A lot can change in a decade. Anyone who’s aged a beer that long knows the brew can transform into an entirely different beast in the course of 10 years. While we’ve aged many big stouts and barleywines before, there’s always been one beer that’s intrigued us from an aging perspective: Dogfish Head’s 120 Minute IPA.
The beer is somewhat of an anomaly. It’s marketed as The Holy Grail for Hopheads, yet it says right on the label that it ages well. Why is this weird? Well, as we’ve stated before in our Guide to Collecting and Aging Beer, hop-forward beers aren’t really made for aging. All those wonderful hop notes fade with time. So why would this beer that’s been hopped continuously during its two-hour boil and then dry-hopped after be good for aging?

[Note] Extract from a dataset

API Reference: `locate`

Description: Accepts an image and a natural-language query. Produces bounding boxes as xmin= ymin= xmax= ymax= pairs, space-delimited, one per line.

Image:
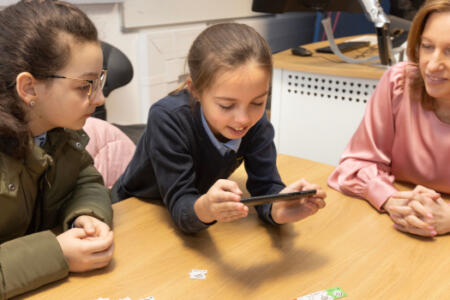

For starters, it’s got the boozy chops you’re looking for. We’re talking to the tune of 18-20% ABV. And while the hops will fade, the beer itself can stand the test of time easily at those levels. Also, with such a high ABV, an argument could be made for letting it mellow out a bit. We took a bottle just shy of 10 years old and compared it to a fresh one to see just how much this hoppy monster changes.
Answer: A whole hell of a lot. Whereas with other beers there’s a semblance of the original idea in the aged beer, with 120 Minute IPA, it’s like drinking two completely different things. While the recipe has been adjusted over time, there was no common thread left. It becomes sweet—cloying even—without any of those glorious hops. The burn from the alcohol fades, making it a seriously dangerous beverage without that throat-scorching speed bump as a warning. It’s sugary booze juice. Some of us thought it was okay, but most found it too sweet for our liking.
Our two cents: 9 years was a tad too long.